Speaking of the destination of the Spanish Gipsies, he says: "If the Gitanos are abandoned to themselves, by which we mean, no arbitrary laws are again enacted for their extinction, the sect will eventually cease to be, and its members become confounded with the residue of the population." I can well understand that such procedure, on the part of the Spanish Government, was calculated to soften the ferocious disposition of the Gipsies; but did it bring them a point nearer to an amalgamation with the people than before? Mr. Borrow continues: "The position which they occupy is the lowest. . . . . The outcast of the prison and the _presidio_, who calls himself Spaniard, would feel insulted by being termed Gitano, and would thank God that he is not." He continues: "It is, of course, by intermarriage, alone, that the two races will ever commingle; and before that event is brought about, much modification must take place amongst the Gitanos, in their manners, in their habits, in their affections and their dislikes, and perhaps _even in their physical peculiarities_, (yet 'no washing,' as Mr. Borrow approvingly quotes, 'will turn the Gipsy white;') much must be forgotten on both sides, and everything is forgotten in course of time." So great, indeed, was the prejudice against the Gipsies, that the law of Charles III, in 1783, forbade the people calling them Gitanos, under the penalty of being punished for _slander!_ because, his majesty said: "I declare that those who go by the name of Gitanos are not so by origin or nature; nor do they proceed from any infected root(!)" What regard would the native Spaniards pay to the injunction, that they would be punished for "slander," for calling the Gipsies _Gitanos_, in place of _Spaniards_? We may well believe that such a law would be a dead letter in Spain; where, according to Mr. Borrow, "justice has invariably been a mockery; a thing to be bought and sold, terrible only to the feeble and innocent, and an instrument of cruelty and avarice."

Mr. Borrow leaves the question where he found it. Even remove the prejudice that exists against the Gipsies, as regards their colour, habits, and history; what then? Would they, as a people cease to be? Would they amalgamate with the natives, _so as to be lost_? Assuredly not.
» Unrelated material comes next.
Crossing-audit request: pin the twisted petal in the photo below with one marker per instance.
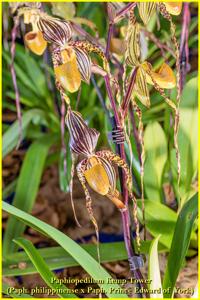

They may mix their blood, but they preserve their mental identity in the world; even although, in point of physical appearance, habits, manners, occupation, character, and creed, they might "become confounded with the residue of the population." In that respect, they are the most exclusive people of almost any to be found in the world. We have only to consider what Freemasonry is, and we can form an idea of what Gipsyism is, in one of its aspects. It rests upon the broadest of all bases--flesh and blood, a common and mysterious origin, a common language, a common history, a common persecution, and a common odium, in every part of the world. Remove the prejudice against the Gipsies, make it as respectable to be Gipsies, as the world, with its ignorance of many of the race, deem it desreputable; what then? Some of them might come out with their "tents and encampments," and banners and mottoes: the "cuddy and the creel, the hammer and tongs, the tent and the tin kettle" forever. People need not sneer at the "cuddy and the creel." The idea conveys a world of poetry to the mind of a Gipsy. Mrs. Fall, of Dunbar, thought it so poetical, that she had it, as we have seen, worked in tapestry; and it is doubtless carefully preserved, as an heir-loom, among her collateral descendants.[267]